Regarding requirements on issuers of cryptoassets, the main requirement of MiCA would be to mandate the publication of a harmonized whitepaper/information document accompanying an issuance of cryptoassets in the E.U. with mandatory disclosures detailed description of the issuer, the project and planned used of funds, conditions of the offer, rights and obligations attached to the cryptoassets and risks.
Certain exemptions to this whitepaper would also be implemented for small offerings of crypto-assets, value under one million Euros within a twelve-month period, and for offerings aimed at qualified investors as defined in the Prospectus Regulation.
The whitepaper, and marketing communications related to the issuance, would not be subject to pre-approval by NCAs, but they should be notified to NCAs before their publication. The issuer must provide adequate details to the NCA in order for them to determine whether the crypto-asset in question in fact does not qualify as a financial instrument under MiFID II or e-money under EMD. If the whitepaper does not comply with the mandatory disclosures, the NCA would have the possibility to suspend or prohibit the offer, or make it public that the offer does not comply with E.U. regulation.
The non-paper then goes into the requirements on asset-backed cryptoassets, often described as stablecoins, which indicated that issuers of asset-backed cryptoassets would:
· have to be established as an E.U. legal entity
· be obliged to disclose the rights attached to the asset-backed cryptoasset, including any potential direct claim on the issuer or the reserve of assets, and
· be required to publish a whitepaper with additional mandatory disclosures, compared to other cryptoasset issuers.

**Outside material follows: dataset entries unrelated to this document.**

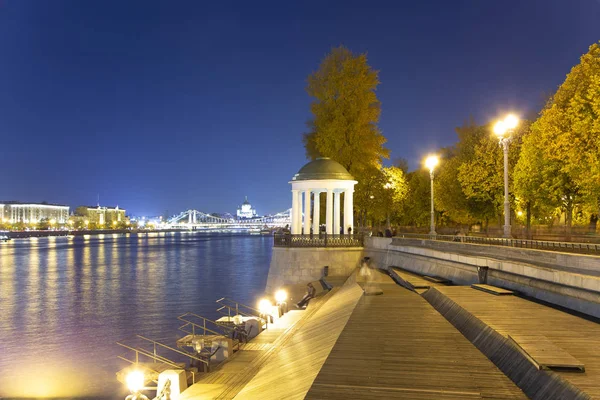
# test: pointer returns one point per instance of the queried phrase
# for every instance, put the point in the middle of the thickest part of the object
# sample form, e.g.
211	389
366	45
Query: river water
64	302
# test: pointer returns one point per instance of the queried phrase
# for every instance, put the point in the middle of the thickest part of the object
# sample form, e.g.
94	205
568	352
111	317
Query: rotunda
318	176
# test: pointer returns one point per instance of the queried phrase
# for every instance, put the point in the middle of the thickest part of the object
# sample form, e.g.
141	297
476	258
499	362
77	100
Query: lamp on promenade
431	162
504	130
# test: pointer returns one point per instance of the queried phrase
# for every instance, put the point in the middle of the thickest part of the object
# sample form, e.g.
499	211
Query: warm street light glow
431	162
135	381
265	306
501	127
280	296
511	121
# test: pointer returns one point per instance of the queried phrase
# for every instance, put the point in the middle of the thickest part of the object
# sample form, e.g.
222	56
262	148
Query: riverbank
28	234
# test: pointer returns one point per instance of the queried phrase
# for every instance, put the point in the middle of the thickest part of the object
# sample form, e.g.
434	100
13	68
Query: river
65	301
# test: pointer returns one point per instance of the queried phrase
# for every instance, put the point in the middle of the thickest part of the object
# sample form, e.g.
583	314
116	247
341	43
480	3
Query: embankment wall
567	280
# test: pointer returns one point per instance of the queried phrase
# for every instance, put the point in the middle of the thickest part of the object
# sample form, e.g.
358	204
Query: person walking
310	293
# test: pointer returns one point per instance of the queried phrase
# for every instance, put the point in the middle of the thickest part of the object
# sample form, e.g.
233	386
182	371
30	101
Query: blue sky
158	105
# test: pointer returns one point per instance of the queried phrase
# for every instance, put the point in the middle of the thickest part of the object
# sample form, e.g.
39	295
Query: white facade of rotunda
303	191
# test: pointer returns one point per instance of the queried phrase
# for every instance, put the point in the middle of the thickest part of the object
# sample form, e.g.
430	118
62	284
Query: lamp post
431	162
504	130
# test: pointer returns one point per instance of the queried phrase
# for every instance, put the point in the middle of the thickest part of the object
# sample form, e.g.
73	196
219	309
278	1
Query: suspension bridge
198	220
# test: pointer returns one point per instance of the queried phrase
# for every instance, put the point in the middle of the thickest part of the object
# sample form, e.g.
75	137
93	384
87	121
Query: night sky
169	105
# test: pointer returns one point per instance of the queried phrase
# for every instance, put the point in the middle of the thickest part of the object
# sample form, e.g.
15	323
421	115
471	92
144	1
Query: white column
299	213
306	212
348	210
336	213
316	212
294	227
329	211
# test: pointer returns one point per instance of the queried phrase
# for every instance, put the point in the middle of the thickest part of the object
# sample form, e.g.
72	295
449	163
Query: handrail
154	357
194	325
184	353
546	245
318	240
146	353
232	304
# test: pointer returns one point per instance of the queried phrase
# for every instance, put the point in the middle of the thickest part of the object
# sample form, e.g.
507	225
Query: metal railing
157	358
568	247
318	240
200	327
229	306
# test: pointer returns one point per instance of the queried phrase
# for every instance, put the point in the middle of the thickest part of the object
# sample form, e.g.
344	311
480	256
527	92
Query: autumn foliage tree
569	128
345	112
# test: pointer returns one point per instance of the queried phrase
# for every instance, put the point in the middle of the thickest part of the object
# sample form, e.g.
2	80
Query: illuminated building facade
102	215
246	210
31	213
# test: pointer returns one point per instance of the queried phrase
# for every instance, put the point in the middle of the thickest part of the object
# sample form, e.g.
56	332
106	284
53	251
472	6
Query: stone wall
302	265
561	284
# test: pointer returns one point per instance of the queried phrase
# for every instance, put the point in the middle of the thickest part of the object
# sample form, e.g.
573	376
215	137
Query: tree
415	209
528	181
569	128
345	113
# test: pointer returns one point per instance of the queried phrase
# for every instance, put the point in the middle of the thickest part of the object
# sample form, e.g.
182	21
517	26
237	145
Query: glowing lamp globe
431	162
265	306
500	128
135	381
280	296
511	121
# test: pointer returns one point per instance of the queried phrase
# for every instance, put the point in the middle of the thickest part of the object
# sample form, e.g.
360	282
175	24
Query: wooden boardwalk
290	371
492	289
396	346
519	317
416	282
227	376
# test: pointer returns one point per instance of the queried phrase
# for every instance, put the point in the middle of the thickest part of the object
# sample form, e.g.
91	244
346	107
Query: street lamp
504	130
431	162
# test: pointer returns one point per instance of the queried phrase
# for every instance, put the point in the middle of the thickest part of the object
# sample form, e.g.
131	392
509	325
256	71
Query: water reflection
64	302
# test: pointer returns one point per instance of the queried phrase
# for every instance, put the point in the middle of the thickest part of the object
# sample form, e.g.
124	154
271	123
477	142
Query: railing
157	358
229	306
318	240
569	247
200	328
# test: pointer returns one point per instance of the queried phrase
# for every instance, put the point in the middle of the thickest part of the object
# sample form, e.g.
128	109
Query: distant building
31	213
246	210
101	215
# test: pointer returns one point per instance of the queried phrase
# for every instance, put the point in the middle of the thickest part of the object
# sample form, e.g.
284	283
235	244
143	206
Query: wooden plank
544	354
397	346
492	289
291	370
437	279
516	316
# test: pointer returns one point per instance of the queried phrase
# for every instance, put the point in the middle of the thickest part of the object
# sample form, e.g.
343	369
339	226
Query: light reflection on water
64	302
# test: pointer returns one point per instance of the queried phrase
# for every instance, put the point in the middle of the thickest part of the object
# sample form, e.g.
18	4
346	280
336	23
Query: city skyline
190	106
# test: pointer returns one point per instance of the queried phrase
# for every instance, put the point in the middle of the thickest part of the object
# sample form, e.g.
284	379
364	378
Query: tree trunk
528	226
569	219
593	223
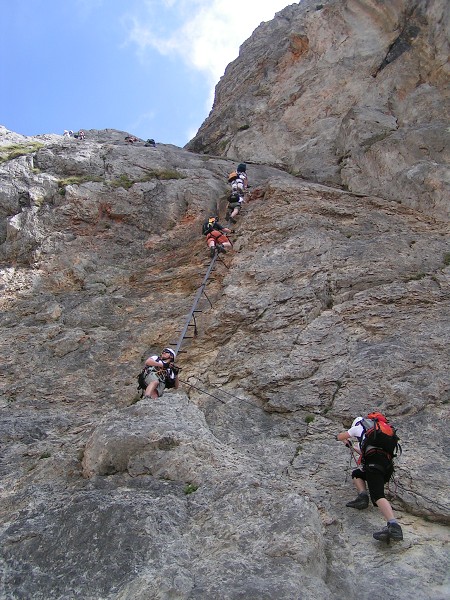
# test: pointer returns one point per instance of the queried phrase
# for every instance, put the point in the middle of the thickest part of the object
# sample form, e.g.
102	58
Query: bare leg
150	390
360	485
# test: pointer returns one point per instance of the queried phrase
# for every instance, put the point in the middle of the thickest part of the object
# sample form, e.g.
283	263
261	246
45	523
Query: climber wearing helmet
160	372
215	236
378	444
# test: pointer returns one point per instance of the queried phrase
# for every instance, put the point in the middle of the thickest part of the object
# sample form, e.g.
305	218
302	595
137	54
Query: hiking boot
360	502
392	531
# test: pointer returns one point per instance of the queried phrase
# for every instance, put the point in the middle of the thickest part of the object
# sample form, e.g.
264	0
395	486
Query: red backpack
379	435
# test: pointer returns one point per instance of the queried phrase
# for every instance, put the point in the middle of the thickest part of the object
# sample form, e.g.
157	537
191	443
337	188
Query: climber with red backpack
378	445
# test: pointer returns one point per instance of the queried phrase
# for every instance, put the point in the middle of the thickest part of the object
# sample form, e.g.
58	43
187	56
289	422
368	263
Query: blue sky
143	66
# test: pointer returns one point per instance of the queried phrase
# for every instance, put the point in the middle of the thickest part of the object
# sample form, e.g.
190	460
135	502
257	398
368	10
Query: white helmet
356	421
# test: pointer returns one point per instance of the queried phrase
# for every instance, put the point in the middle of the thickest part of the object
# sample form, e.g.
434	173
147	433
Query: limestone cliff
330	304
347	92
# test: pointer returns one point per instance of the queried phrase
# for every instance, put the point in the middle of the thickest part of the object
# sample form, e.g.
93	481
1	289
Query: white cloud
208	32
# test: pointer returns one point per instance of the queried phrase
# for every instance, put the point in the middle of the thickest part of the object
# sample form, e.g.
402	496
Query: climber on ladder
215	236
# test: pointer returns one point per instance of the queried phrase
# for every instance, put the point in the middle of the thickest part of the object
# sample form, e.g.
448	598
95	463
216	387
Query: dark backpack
379	435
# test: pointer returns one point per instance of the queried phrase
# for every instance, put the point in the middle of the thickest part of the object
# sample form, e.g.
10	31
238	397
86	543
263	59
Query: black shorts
377	472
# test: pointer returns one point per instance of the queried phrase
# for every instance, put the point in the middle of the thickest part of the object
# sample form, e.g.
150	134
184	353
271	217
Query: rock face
331	304
346	92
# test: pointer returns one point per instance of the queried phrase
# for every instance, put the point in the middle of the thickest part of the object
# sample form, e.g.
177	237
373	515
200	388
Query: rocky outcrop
348	93
330	304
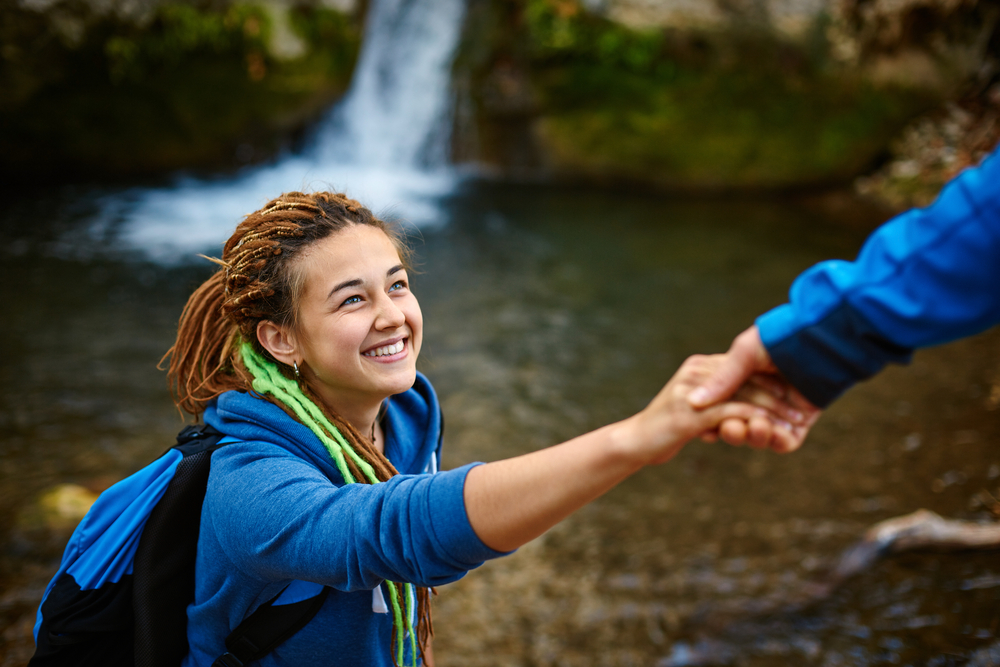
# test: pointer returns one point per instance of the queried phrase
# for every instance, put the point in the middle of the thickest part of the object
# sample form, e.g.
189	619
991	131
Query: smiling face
358	328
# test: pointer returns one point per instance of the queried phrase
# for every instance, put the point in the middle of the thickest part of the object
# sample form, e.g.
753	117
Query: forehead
355	252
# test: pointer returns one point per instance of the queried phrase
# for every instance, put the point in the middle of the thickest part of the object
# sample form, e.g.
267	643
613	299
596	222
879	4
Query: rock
57	509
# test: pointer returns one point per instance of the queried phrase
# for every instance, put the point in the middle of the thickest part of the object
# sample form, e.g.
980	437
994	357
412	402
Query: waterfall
397	112
385	143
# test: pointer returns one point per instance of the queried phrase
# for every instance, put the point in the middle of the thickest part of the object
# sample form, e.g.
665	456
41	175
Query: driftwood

There would also be a provision preventing issuers of asset-backed cryptoassets and cryptoasset service providers from granting any interests related to the length of time during which a holder of asset-backed cryptoassets holds such cryptoassets.
An important aspect of this is that the Commission would be empowered to take a delegated act to specify specific circumstances and thresholds allowing for the differentiation between asset-backed cryptoassets and significant asset-backed cryptoassets.
Issuers of significant asset-backed cryptoassets would be subject to additional capital requirements and to liquidity management and interoperability requirements.
Once the asset-backed cryptoassets has been designated as significant, the supervision of the issuer could be conferred to EBA. The supervision of e-money issuers that would meet the criteria of significance under MiCA could also be transferred to EBA.
On cryptoasset service providers, MiCA would regulate the following services:
· custody and administration of cryptoassets on behalf of third parties;
· operation of a trading platform for cryptoassets;
· exchange of cryptoassets against fiat currency by using proprietary capital;
· exchange of cryptoassets against other cryptoassets by using proprietary capital, reception and transmission of orders for cryptoassets on behalf of third parties, execution of orders on behalf of third parties;
· placing of cryptoassets; advice on cryptoassets and payment transactions in asset-backed cryptoassets.
“We are expecting the Commission proposal to come out in late September and it is clear that it will be a substantial one. It is a great opportunity for Europe to stake its claim as the hub for cryptoasset activity, embracing the opportunities and mitigating the risks.
“The pilot regime will offer the opportunity to upskill national regulators and the ESAs before further steps are taken if necessary. Whilst this proposal is going to be a seminal moment in the discussion of cryptoassets, it is important to note that we are only at the beginning of the process. Once the proposal is released in September, it is over the European Council and the European Parliament and I have no doubt that there will be plenty more debate on this”, says Thasarathakumar.